To look at the potential for technology-infused urban development and infrastructure projects, the Big Dig offers lessons to be learned. By adopting virtual twin technology, urban areas can undergo large-scale initiatives free from many of the pitfalls that slowed down Boston’s vision.

Be they focused on updating aging infrastructure, implementing sustainable development projects, coping with rapidly expanding populations or tackling any number of urban challenges, the potential of virtual twins knows no bounds. Urban planning tools, for instance, offer the ability to streamline projects using simulations that accurately reflect the evolving complexity of real-world environments.

Virtual twins can also lend themselves to ambitious endeavors beyond infrastructure. Imagine hyper-efficient public transport systems connected seamlessly to pedestrian zones, energy-saving smart buildings and resilient networks designed to adapt dynamically to climate change. Combined with emerging technologies, like augmented reality and artificial intelligence, virtual twin technology empowers cities to plan comprehensively, mapping the interplay of resources, technology and communities with an unprecedented level of detail and foresight. This kind of digital transformation in urban governance exemplifies an innovative solution to build a smart city that works for its citizens.

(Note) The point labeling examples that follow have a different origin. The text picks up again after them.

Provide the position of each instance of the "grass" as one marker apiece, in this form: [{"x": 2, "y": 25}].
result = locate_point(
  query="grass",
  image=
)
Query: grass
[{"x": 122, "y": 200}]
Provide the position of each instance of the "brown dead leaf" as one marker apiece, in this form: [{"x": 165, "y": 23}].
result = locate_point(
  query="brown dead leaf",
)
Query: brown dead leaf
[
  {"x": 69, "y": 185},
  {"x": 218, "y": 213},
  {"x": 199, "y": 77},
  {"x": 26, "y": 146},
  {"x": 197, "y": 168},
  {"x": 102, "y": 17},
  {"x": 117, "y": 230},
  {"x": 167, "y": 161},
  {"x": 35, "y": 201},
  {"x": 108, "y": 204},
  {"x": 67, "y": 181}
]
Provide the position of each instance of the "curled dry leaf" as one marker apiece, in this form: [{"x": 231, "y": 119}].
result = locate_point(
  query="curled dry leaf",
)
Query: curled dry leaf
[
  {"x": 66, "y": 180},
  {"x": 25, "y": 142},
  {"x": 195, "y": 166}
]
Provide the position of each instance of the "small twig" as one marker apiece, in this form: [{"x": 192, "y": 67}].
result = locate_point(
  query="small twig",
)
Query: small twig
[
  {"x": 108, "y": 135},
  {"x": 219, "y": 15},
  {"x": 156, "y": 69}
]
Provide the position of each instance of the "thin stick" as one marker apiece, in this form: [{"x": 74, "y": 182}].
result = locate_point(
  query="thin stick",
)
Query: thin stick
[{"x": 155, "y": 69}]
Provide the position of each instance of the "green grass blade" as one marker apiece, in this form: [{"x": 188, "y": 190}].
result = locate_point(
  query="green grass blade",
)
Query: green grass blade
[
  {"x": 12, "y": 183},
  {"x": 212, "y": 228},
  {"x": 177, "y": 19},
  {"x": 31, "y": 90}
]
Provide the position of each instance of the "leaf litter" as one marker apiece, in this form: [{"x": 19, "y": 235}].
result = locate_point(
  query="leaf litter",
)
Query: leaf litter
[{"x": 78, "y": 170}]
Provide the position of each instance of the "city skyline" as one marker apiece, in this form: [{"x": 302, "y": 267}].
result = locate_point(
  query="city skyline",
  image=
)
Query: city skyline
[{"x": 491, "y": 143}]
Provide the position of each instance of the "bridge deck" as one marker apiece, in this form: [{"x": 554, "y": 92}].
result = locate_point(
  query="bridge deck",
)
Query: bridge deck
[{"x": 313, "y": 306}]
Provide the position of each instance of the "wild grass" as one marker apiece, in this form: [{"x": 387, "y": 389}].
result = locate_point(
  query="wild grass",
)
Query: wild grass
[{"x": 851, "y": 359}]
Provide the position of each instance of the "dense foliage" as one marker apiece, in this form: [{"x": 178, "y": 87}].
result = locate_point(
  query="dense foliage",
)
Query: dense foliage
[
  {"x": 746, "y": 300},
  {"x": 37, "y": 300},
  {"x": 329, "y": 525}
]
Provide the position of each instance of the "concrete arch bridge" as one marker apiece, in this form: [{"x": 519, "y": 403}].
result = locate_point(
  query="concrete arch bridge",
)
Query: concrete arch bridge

By learning from Boston’s experiences, cities have a chance to rethink their urban innovation strategies, harnessing virtual twins as both safeguard and guide.

Shaping the future of urban planning

The Big Dig was a bold vision, ultimately proving that with enough determination, even urban landscapes can undergo profound transformation. What now stands where the interstate once did is a green highway of sorts, an urban space filled with trees and plants, home to cultural activities, pedestrian commuters, art installations and more. Reimagining the initiative in hindsight with the power of virtual twins elevates the original vision to a whole new level, enabling urban planners to solve problems before they start, engage with communities at every step and unlock long-term value for future generations.

With the digital technologies available today, it’s possible to conceive of all the urban challenges that could have been solved with virtual twins and the simulation and modeling capabilities they have. Would the Leaning Tower of Pisa still lean? Would Boston’s Hancock Tower have lost so many windowpanes? It’s hard to know exactly, but it’s easy to imagine the ways in which testing construction, engineering and design plans in a virtual twin could reap more successful outcomes.

By integrating virtual technology into infrastructure projects, stakeholders can create faster, smarter and more sustainable cities that truly thrive. Adopting an approach that aims to enact urban innovation with digital twins can make cities better for the environment, for citizens and for the future as a whole.